De acordo com o filósofo Michel Foucault os termos “homossexual” e “gay” não são sinônimos. Ambos são construções históricas com épocas e sentidos distintos. Essas categorias são recentes na história da humanidade. Isso não significa que não houvessem relações homoeróticas antes do surgimento dessas categorias. O fato é que a partir de 1870 através de um artigo denominado “As sensações sexuais contrárias” veio a existir a categoria conhecida como homossexual. Antes a homossexualidade não existia como categoria, era apenas algo que alguém havia cometido. Não existia essa ideia moderna de separar a humanidade por orientação sexual.

O termo homossexual veio imposto por outros, não eram os homossexuais que se denominavam assim. Não havia uma organização quanto a isso. A homossexualidade era uma categoria que tinha existência externa e não possuía ligação direta com determinado grupo humano. Ao praticar o ato homoerótico o indivíduo fazia jus a essa categoria. Entretanto, não havia ideologicamente o seu oposto, a categoria ideológica conhecida como heterossexual. O modelo de disputa ideológico entre heterossexuais e homossexuais surgiu da mesma maneira como o embate entre socialismo e capitalismo. São frutos de disputas políticas e ideológicas. Tanto a heterossexualidade como o capitalismo existiram durante séculos sem serem denominadas como ideologias. Nesse sentido o movimento moderno gay criou um monstro imaginário com o qual luta bravamente. Com certeza um enredo digno de Cervantes.

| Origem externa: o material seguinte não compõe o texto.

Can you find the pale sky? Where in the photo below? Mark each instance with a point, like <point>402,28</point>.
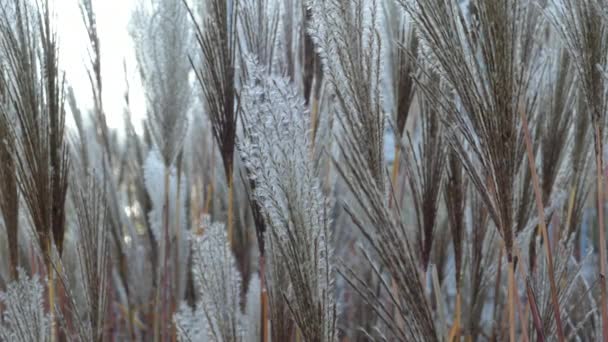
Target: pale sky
<point>116,47</point>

O movimento moderno gay surgiu nos meados dos anos 1960, no auge do movimento de liberação sexual juntamente com o movimento feminista. O termo gay que significa “alegre” em inglês foi adotado por pessoas como uma forma de protesto com o intuito de uma libertação da heteronormatividade. O termo gay é totalmente político e uma questão de orgulho para a categoria. Toda a noção de pecaminosidade e patologia que antes eram associadas aos homossexuais foram sendo retiradas com a nova nomenclatura. Se antes eram os outros que os rotulavam como homossexuais de um ponto de vista pejorativo, agora eram eles próprios que tomavam as rédeas e se declaravam como uma subclasse da humanidade, porém, uma classe política numa luta contra essa visão de que seus comportamentos sexuais era algo doentio. O termo gay circunscreveu mais ainda a categoria homossexual. Reduzindo-os unicamente a sua sexualidade. A homossexualidade não era mais um detalhe e sim o motivo principal, a característica única que os identificavam. Era algo que unia. Formou-se então um nicho social, uma categoria antropológica.

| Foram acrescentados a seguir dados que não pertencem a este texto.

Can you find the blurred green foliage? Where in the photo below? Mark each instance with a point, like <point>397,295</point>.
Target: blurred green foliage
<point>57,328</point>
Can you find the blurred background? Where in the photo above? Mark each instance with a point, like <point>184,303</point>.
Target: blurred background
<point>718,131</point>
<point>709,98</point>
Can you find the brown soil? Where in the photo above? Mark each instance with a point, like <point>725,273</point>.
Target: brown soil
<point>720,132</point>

Primeiro se distinguiram e se identificaram como uma classe e depois buscaram direitos. Michael Foley em seu livro “A era da loucura” assinala:

A identidade pode ser encontrada no dinheiro, no status ou na celebridade, mas é mais facilmente conferida pelo sentimento de pertencer a um grupo – em geral baseado em etnia, raça, religião ou orientação sexual. O grupo será especialmente atraente se puder alegar ter sofrido injustiça. Então seus membros podem ser vítimas e desfrutar o luxo de ter quem culpar .

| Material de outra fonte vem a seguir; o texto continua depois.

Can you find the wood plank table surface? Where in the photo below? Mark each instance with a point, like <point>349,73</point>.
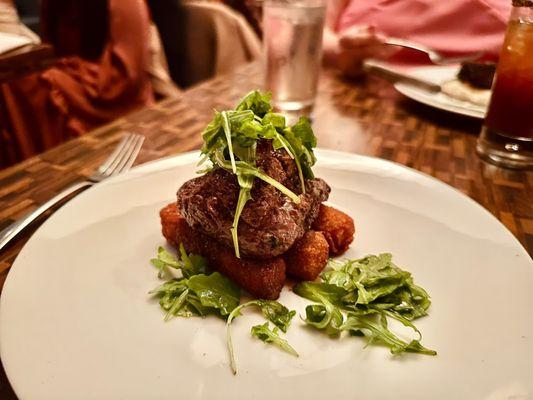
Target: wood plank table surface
<point>366,117</point>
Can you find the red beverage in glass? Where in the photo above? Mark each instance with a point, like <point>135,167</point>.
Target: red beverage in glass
<point>507,135</point>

O movimento gay tem se empenhado fortemente em destruir as bases da sociedade, principalmente contra valores religiosos. Foucault, que era homossexual afirmou que o movimento gay não deve copiar o modelo heteronormativo. Para ele os gays não deveriam apenas desejar serem aceitos pela sociedade, mas aproveitar a situação para transformar a estrutura social de uma maneira muito mais ampla. Segundo os lideres do movimento é a igreja a responsável pela homofobia crescente.

Mas será mesmo que a igreja é a responsável pela homofobia? Afirmarmos que a homossexualidade não é correta, mas há um abismo enorme entre dizermos que isso é errado e alguém assassinar um homossexual motivado por ódio. Daniel Borrillo, pesquisador argentino e autor do livro: Homofobia: história e crítica de um preconceito, afirma em sua obra que:

A homofobia é uma manifestação arbitrária que consiste em designar o outro como contrário, inferior ou anormal; por sua diferença irredutível, ele é posicionado a distância, fora do universo comum dos humanos.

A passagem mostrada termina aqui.